Actually that is a very positive review in terms of electronic shifting!!! At least in my eyes... someone who is experienced in the field and works in the field and still promotes it? Yes, you mentioned the mechanical does "work fine" too but you live a hint of "you must have it well tuned" by saying "It's slightly more involved than 'old' derailleurs to set up, but still pretty easy."

For me... who is not in the field and has no idea how to manage the mechanical side of my bike... replacing a battery is a huge positive instead of learning how to become a mechanic to tweak the equipment. I appreciate your reply.


----------



## snidemcbride (Aug 27, 2012)

And I think you meant to say "charge the battery" but just to be clear the battery on Di2 is LithiumIon and holds a charge for something like 1500 miles and then you recharge it. I've never even let mine go past the blinking green. The battery would only need to be replaced if it were to die... with as few charge cycles as it needs it should last a very long time.


----------



## eric.radhik (Jun 5, 2013)

snidemcbride said:


> And I think you meant to say "charge the battery"


Correct. I meant to say charge the battery. thx =)


----------



## Roland44 (Mar 21, 2013)

snidemcbride said:


> Who out here on the interwebs has an opinion on what is better? SRAM Red or Shimano Di2?


Shimano Di2 FTW!! But yeah, it actually depends on the rider...


----------



## Cinelli 82220 (Dec 2, 2010)

The difference in the feel at the shift levers is the main thing.

If you like a really solid "CLICK" then go SRAM.

Di2 has almost no feeling at all, and a lot of people don't like it because of that.


----------



## Mapei (Feb 3, 2004)

I've been using Campy mechanical shifters for decades, but I do occasionally test out bicycles with other componentry (what, there are other brands than Campagnolo?). 

My quick, dirty and utterly unqualified assessments:

SRAM Red feels rickety under the fingers, but it's true I took to the mechanisms instantly and never missed a shift in my test rides.

I'm mightily impressed by the latest Shimano, both electronic and mechanical (I tried Dura-Ace, not Ultegra). The brifters are extremely comfortable under the hands. Shifts are smooth and exact with both mechanical and electronic, but the electronic Shimmy is impressively instantaneous. I love them. An utterly luxurious set of components. I love them enough to abandon my Campy.
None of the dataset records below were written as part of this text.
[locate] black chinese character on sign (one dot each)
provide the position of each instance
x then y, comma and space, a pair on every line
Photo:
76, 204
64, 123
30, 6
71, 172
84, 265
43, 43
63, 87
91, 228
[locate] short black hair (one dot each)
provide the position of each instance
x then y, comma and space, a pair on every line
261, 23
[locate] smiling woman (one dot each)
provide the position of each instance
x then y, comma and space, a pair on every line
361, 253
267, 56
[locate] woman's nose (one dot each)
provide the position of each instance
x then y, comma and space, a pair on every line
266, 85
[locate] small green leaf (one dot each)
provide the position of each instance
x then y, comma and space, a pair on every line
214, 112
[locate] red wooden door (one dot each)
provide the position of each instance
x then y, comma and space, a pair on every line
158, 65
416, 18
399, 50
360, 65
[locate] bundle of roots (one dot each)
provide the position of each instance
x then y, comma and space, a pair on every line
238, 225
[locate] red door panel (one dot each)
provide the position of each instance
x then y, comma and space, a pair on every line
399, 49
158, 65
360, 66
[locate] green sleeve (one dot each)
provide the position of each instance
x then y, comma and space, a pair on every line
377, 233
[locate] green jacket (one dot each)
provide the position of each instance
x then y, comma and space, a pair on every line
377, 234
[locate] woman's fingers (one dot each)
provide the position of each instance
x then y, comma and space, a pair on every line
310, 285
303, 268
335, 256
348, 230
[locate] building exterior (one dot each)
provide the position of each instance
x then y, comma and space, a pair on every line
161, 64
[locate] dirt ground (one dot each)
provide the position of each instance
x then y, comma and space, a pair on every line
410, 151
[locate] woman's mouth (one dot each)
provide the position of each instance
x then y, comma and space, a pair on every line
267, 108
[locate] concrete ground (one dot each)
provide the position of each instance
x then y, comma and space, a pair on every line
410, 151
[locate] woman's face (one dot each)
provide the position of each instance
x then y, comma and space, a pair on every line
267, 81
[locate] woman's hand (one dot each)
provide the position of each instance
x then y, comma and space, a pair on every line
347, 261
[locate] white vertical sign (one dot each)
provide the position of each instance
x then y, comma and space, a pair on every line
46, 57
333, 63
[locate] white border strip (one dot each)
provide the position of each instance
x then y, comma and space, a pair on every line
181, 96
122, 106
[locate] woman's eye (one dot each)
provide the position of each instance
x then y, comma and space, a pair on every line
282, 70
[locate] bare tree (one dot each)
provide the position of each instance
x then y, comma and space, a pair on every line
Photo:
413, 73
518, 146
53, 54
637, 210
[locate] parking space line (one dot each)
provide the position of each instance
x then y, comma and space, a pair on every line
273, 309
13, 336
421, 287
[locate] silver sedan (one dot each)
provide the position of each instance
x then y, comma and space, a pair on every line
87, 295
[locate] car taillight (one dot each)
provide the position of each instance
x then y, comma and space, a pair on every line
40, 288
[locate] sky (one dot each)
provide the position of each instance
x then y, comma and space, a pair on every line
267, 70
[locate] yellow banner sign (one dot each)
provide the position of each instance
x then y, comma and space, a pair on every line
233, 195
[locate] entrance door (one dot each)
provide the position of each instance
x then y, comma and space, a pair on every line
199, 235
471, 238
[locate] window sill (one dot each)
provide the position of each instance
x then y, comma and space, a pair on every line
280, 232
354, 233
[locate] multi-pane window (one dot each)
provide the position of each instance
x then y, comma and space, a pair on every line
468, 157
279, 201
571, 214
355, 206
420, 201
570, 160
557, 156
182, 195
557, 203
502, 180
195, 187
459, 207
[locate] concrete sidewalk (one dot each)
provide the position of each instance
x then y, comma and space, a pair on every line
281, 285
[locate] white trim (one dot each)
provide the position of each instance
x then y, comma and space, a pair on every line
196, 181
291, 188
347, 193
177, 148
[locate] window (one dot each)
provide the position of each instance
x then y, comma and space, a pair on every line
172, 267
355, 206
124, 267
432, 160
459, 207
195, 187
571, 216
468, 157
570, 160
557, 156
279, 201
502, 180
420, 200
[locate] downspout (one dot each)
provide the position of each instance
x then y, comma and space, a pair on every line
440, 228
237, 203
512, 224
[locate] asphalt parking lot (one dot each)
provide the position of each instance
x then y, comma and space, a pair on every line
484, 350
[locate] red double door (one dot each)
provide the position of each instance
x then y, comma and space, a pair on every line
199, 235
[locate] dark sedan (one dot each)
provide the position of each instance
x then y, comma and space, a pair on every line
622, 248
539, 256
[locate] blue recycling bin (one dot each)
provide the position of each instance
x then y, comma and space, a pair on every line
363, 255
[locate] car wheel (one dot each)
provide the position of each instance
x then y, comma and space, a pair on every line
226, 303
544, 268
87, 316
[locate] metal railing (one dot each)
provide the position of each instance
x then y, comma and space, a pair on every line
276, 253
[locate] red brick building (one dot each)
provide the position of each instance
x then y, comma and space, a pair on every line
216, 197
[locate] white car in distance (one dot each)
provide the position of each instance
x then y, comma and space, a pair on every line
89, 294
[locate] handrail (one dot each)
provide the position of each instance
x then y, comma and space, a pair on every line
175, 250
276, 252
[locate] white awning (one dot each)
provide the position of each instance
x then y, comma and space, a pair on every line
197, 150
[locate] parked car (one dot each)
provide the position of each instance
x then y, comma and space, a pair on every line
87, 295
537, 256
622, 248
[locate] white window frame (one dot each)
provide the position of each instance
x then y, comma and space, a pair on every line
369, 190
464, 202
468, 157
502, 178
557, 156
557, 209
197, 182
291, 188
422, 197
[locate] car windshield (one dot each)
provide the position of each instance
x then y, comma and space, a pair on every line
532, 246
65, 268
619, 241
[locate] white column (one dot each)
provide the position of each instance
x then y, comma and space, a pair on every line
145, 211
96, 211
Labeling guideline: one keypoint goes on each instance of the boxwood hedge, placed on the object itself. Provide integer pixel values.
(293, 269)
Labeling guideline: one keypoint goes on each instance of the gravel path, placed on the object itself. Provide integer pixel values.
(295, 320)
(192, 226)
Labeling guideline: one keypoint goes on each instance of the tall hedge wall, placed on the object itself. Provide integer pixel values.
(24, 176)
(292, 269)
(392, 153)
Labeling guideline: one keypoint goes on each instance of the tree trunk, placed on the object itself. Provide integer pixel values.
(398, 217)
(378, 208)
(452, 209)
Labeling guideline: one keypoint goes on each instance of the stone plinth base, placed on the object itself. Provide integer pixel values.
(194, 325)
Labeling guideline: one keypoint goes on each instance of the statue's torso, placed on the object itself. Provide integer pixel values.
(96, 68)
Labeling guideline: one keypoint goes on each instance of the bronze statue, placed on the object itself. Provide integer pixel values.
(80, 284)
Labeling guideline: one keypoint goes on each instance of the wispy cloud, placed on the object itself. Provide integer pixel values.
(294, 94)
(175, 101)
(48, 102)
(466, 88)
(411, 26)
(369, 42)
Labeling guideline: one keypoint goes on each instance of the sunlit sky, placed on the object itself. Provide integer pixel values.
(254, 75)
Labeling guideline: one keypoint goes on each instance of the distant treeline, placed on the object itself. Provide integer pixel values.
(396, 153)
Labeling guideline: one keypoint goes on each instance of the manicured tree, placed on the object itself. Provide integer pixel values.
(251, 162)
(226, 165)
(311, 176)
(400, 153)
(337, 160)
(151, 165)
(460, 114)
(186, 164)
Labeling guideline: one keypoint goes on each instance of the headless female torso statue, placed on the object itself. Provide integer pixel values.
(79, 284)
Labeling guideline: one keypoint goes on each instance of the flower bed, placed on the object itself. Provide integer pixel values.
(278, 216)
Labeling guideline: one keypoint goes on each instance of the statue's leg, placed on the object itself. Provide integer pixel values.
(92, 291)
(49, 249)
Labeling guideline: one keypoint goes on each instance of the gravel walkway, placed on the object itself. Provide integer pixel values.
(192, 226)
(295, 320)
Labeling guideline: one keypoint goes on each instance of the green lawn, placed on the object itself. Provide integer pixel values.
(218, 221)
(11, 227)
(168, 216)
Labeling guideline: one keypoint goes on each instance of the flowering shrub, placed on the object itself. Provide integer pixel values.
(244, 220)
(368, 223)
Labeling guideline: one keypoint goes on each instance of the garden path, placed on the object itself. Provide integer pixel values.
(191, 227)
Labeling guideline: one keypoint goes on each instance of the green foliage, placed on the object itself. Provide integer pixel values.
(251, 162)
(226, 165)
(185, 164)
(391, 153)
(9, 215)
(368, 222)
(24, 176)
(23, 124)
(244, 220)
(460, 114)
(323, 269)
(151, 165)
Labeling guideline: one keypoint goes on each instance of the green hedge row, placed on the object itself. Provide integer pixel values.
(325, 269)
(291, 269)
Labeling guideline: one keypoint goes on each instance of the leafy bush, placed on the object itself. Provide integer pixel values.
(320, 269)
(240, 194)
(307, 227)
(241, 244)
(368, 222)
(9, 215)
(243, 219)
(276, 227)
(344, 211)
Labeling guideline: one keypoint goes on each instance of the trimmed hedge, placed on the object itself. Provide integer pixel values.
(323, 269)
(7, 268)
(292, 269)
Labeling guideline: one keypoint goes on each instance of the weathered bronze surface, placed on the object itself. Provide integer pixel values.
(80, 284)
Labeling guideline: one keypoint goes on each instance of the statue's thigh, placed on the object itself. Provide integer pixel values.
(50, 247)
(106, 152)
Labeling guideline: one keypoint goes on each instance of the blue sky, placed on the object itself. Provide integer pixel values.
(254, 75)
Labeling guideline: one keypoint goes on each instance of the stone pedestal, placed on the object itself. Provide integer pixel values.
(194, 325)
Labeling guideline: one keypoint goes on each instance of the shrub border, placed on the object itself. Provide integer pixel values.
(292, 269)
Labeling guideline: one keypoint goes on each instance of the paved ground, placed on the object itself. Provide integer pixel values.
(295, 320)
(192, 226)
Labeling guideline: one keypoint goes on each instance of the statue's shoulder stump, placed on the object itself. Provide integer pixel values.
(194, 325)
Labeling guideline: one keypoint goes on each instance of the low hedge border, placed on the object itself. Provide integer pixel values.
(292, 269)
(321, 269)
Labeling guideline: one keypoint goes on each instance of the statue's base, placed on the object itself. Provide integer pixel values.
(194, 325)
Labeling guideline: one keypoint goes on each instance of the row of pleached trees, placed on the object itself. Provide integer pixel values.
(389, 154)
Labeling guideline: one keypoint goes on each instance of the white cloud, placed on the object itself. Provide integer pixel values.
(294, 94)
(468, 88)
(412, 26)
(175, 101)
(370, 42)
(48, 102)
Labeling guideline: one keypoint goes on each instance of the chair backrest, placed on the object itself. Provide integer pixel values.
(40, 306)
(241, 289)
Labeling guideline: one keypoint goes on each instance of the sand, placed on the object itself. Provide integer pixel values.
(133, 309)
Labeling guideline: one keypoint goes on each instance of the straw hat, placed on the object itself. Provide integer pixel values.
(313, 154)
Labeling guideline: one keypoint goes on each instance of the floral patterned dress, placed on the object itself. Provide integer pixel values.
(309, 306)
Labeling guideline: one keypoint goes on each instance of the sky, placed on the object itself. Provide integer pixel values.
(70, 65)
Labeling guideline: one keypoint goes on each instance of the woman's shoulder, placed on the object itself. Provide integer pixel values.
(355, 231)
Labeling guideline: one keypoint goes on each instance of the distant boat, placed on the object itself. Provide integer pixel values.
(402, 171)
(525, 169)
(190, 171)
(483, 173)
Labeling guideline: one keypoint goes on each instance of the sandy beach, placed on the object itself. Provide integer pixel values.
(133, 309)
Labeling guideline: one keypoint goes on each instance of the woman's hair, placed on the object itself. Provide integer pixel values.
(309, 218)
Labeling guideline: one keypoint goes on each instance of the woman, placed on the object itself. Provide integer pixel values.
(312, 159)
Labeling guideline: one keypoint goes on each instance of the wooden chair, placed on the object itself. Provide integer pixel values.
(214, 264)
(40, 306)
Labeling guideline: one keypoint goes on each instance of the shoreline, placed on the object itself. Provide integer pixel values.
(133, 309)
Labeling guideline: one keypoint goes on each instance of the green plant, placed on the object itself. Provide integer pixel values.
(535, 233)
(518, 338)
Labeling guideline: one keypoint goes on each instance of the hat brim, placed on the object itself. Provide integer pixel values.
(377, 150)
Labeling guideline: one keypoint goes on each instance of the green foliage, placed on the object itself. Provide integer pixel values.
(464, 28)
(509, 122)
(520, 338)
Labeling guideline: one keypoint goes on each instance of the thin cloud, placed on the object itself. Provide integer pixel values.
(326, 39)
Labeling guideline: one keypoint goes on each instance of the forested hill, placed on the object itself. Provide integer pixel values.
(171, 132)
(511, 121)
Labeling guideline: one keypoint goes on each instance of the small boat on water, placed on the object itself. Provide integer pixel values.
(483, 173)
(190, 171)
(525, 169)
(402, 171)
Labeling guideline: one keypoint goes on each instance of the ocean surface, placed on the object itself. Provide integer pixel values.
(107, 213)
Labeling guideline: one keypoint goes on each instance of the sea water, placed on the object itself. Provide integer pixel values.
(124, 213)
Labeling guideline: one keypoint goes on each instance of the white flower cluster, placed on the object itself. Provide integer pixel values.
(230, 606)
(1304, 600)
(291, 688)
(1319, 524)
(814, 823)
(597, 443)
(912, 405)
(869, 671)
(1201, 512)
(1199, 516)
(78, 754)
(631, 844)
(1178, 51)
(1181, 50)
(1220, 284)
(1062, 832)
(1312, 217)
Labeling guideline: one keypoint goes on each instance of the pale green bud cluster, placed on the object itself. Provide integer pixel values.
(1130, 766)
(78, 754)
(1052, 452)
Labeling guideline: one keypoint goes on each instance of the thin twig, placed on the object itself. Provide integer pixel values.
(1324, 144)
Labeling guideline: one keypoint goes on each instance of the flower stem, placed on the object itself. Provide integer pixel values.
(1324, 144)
I'm just as impressed with the new Campy electronic as with the Shimano electronic, but the 11 speed Campy levers aren't quite as comfortable for me.


----------



## c_h_i_n_a_m_a_n (Mar 3, 2012)

Has anyone with the Di2 ever ran the battery totally flat when out on a ride? Does it then remain in the gear that it was last in?


----------



## Donn12 (Apr 10, 2012)

c_h_i_n_a_m_a_n said:


> Has anyone with the Di2 ever ran the battery totally flat when out on a ride? Does it then remain in the gear that it was last in?


I think someone would have to be a complete moron for this to happen so few people may admit to it. What I read is that with Shimano yes - you are frozen. Campy eps has a manual adjustment so you can change to a more suitable get home gear. I've got 3500 or so miles on my eps...charged it twice. Never been past yellow so nowhere close to being dead.


----------



## Donn12 (Apr 10, 2012)

snidemcbride said:


> Who out here on the interwebs has an opinion on what is better? SRAM Red or Shimano Di2?


Have you tried both? They are so different you will most likely know immediately.

Have you tried campy? I was a sram fanatic. Had it on my MTB, had rival on my roadbike, had to have red on the new roadbike. Road eps and it is totally over. My first choice by a mile is electric shift. My second is campy mechanical ( I am going to remove sram from my CX bike so I can use campy chorus). Sram is not really in the picture anymore.


----------